However, in my opinion there is an inaccuracy in the above article which i feel is worth my mentioning. I've spotted it in at least one of your other articles too - unfortunately I can't remember which one at present.

What i believe to be an inaccuracy is the idea that people are responsible for their feelings. So in the above article you state 'We often hear people say, "You made me angry, you made me do that." This isn't the truth'.

I don't believe we are entirely responsible for our feelings. We have a certain amount of control over them and bear a certain amount of responsibility, but we don't have full control and don't bear full responsibility.

To take the example in your article above - if a person punches someone else in the face, the punched person is going to experience certain feelings as a result of the incident. Surprise, hurt, and probably anger will be experienced. But the punched person isn't responsible for these feelings. These feelings were created by the 'puncher'. The 'puncher' bears responsibility for creating the feelings in the victim.

Certainly, the victim is responsible for how they choose to react, and they are responsible for how they deal with their feelings - but they are not responsible for creating the feelings in the first place. Any healthy person will feel surprised and hurt if someone suddenly punches them in the face. The puncher is responsible for creating those feelings.

The reason I believe it's important to be clear about this distinction is because I have experienced situations where an abuser has attempted to blameshift by saying, after they had committed an act of abuse, that their victim was responsible for the victim's feelings. They claimed if the victim felt hurt, then that was the victim's responsibility, and the abuser hadn't really done anything wrong.

I'm wary that if people believe they are (entirely) responsible for their feelings, this gives abusers carte blanche to abuse and then wash their hands of the hurt caused. I'm wary that some victims will blame themselves to an extent for initially feeling hurt after abuse, when they are not in fact responsible for that hurt.

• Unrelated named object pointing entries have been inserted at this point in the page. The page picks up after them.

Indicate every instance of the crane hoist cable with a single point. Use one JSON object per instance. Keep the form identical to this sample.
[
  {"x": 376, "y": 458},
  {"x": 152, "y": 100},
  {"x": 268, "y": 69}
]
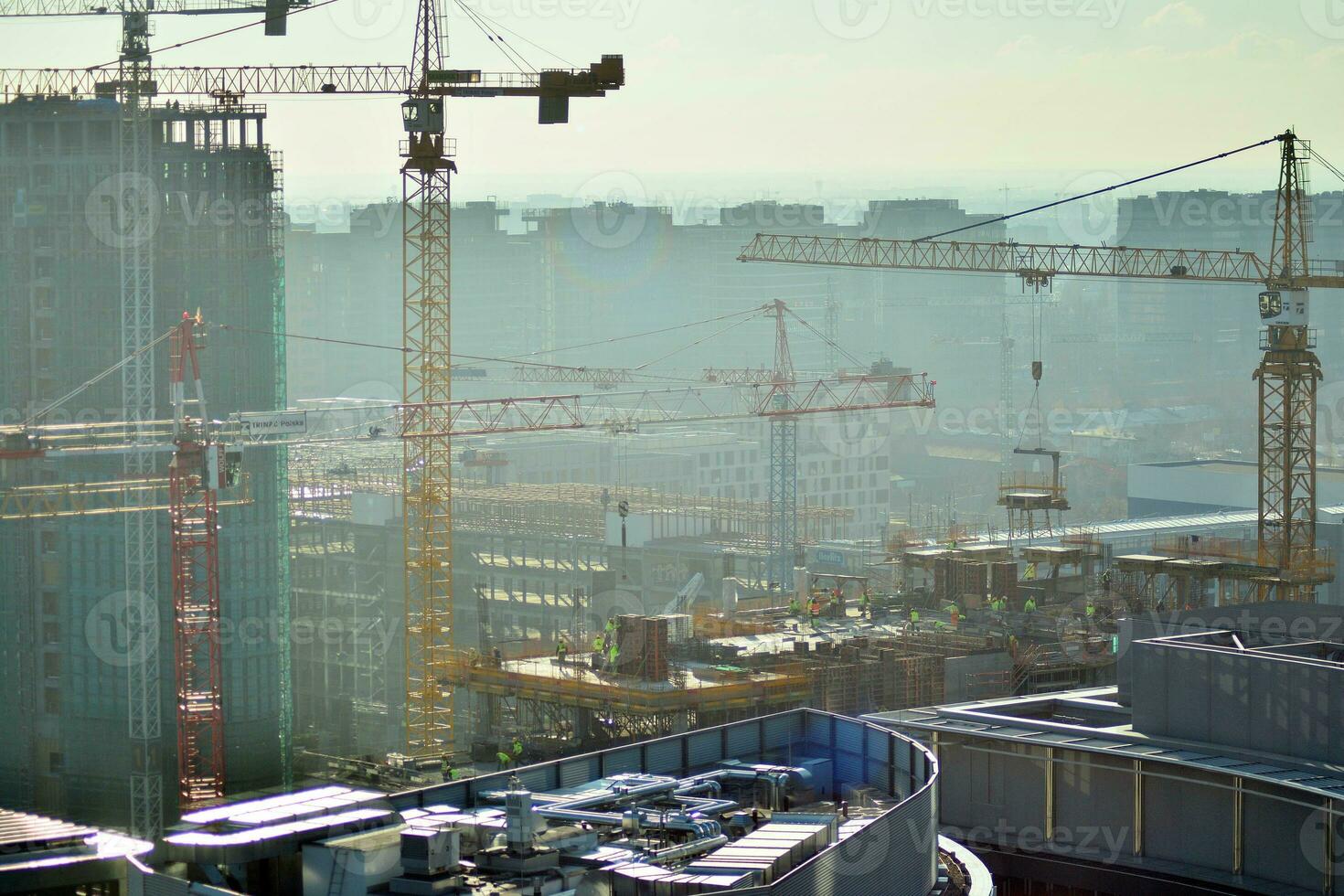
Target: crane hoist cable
[
  {"x": 1328, "y": 165},
  {"x": 496, "y": 23},
  {"x": 703, "y": 338},
  {"x": 824, "y": 337},
  {"x": 94, "y": 380},
  {"x": 1097, "y": 192},
  {"x": 509, "y": 53}
]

As I'm sure you would agree, victims of abuse are often unsure of themselves and confused as a result of gaslighting and other manipulations etc. I think it's important not to confuse 'you are responsible to an extent for your feelings', or 'you are responsible for the actions you take following abuse' with the more general idea that 'you are responsible for your feelings full-stop', as doing so could lead victims to blame themselves. (I'm aware you didn't make the statement 'you are responsible for your feelings full-stop' - but I think this article and at least one other could be interpreted as stating that).

Thank you for writing the articles and making the Youtube clips btw! As I said, I think they are excellent - the issue mentioned above is just what I believe to be a minor inaccuracy that I felt I should make a comment about.